Comment 4 Domas Jokubauskis 2011-11-29 02:54:28 UTC
I have found a Microsoft Excel 2003 XML file that opens in Calc without problems both with *.XML and *.XLS extentions. The file was found at
http://user.services.openoffice.org/en/forum/viewtopic.php?f=9&t=4067&start=0&st=0&sk=t&sd=a
Comment 5 Domas Jokubauskis 2011-11-29 02:55:44 UTC
Created attachment 53947 [details]
Working Microsoft Excel 2003 XML file
Comment 6 Kohei Yoshida 2011-11-30 16:28:55 UTC
One difference I noticed is that the first variant is encoded in UTF-16 while the second one (that Calc can recognize) is encoded in UTF-8.  I re-saved the first one in UTF-8 but Calc still fails to recognize.  Hmm....

Domas, who generates these files?  Are both generated by the same software (Excel 2003 or otherwise)?
Comment 7 Thomas Käfer 2012-04-16 08:18:48 UTC
I can confirm that this bug still/also exists in the version

LibreOffice 3.3.4 
OOO330m19 (Build:401)
tag libreoffice-3.3.3.1, Ubuntu package 1:3.3.4-0ubuntu1
Comment 8 Kohei Yoshida 2012-07-10 13:27:45 UTC
(In reply to comment #6)

> Domas, who generates these files?  Are both generated by the same software
> (Excel 2003 or otherwise)?

This question remains unanswered.
Comment 9 Domas Jokubauskis 2012-07-11 10:24:54 UTC
Sorry for not answering for so long.

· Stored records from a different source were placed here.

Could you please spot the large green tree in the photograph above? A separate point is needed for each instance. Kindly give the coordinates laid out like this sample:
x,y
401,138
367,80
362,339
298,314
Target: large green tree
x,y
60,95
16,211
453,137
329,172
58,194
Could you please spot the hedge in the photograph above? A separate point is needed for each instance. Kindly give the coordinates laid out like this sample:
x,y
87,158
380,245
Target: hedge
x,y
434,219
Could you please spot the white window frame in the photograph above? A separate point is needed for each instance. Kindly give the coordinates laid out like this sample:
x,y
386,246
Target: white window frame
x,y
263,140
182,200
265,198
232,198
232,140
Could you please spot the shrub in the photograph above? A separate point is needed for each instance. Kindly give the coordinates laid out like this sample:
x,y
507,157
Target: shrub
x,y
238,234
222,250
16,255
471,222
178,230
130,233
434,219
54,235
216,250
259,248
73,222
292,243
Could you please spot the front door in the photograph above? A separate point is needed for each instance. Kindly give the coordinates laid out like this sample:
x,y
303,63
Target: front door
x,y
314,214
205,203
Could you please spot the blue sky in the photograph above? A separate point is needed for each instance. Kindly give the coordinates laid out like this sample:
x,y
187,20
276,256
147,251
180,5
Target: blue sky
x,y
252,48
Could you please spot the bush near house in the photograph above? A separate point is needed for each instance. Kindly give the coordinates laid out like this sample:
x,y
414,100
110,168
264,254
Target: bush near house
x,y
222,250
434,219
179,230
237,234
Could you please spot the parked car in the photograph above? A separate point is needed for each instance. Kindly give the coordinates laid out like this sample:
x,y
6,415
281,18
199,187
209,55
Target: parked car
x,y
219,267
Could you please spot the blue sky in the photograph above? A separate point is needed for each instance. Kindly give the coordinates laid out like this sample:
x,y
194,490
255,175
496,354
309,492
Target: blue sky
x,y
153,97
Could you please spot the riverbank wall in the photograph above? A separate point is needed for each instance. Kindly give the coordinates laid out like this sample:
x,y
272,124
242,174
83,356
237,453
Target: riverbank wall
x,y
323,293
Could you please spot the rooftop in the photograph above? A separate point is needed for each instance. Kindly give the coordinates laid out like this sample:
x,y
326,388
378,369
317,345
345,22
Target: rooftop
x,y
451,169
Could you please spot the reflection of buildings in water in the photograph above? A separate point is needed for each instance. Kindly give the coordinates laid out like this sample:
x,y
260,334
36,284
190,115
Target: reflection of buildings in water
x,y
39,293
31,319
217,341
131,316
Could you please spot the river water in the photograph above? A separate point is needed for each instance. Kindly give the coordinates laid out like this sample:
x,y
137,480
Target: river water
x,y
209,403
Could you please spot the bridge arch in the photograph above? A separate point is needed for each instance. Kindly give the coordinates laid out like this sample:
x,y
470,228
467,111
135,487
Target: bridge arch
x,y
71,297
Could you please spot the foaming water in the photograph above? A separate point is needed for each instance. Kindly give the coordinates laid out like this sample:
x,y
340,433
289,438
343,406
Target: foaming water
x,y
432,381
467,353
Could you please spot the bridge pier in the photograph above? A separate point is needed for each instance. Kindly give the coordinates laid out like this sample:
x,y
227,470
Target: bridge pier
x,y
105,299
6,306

The file is a monthly report that I get in e-mail so it is probably automatically generated by backend accounting software not by any office suite.

That said the file structure look fine. It opens with MS Office 2003. I attach the file resaved using MS Office 2003 as XML file and it opens with LibreOffice fine. The difference is the original file is encoded in UTF-16 and resaved file is in UTF-8 with slightly different structure.
Comment 10 Domas Jokubauskis 2012-07-11 10:26:03 UTC
Created attachment 64103 [details]
The initial XML file resaved using MS Office 2003
Comment 11 QA Administrators 2013-05-26 22:31:41 UTC Comment hidden (obsolete)
Comment 12 Joel Madero 2013-05-29 23:56:57 UTC
Hm - to me with Kohei involved and one other confirming, I am marking as NEW

@Kohei - is this our bug?
Comment 13 Mantas Kriaučiūnas 2013-12-06 12:22:03 UTC
Created attachment 90352 [details]
Excel 2003 XML file in UTF-16 encoding

I'm attaching another example of Excel 2003 XML file in UTF-16 encoding:
LibreOffice Calc 4.1.3.2 (and older versions) tries to import this file as CSV, but when I re-encode this file to UTF-8 (simply open with gedit and then "Save As"-> Unicode(UTF-8)) then Calc opens re-encoded file as normal Excel spreadsheet.
MS Excel opens original file in UTF-16 encoding without problems.
Comment 14 Mantas Kriaučiūnas 2013-12-06 12:32:42 UTC
I think it should be not hard to fix LibreOffice to detect Excel 2003 XML files, encoded in UTF-16 Unicode standard, as Calc spreadsheet, because LibreOffice already correctly detects UTF-8 encoded Excel 2003 XML files as Calc spreadsheet
Comment 15 Maxim Monastirsky 2013-12-29 10:04:01 UTC
The original bugdoc has invalid XML:

$ xmllint sales.xls
sales.xls:177: parser error : Unescaped '<' not allowed in attributes values
"summary_money" ss:Formula="=IF(AND(LEFT(R[-5]C,1)>=&quot;0&quot;,LEFT(R[-5]C,1)

It joins several other requests to support invalid XML in Excel 2003 files. See Bug 38361, Bug 68742.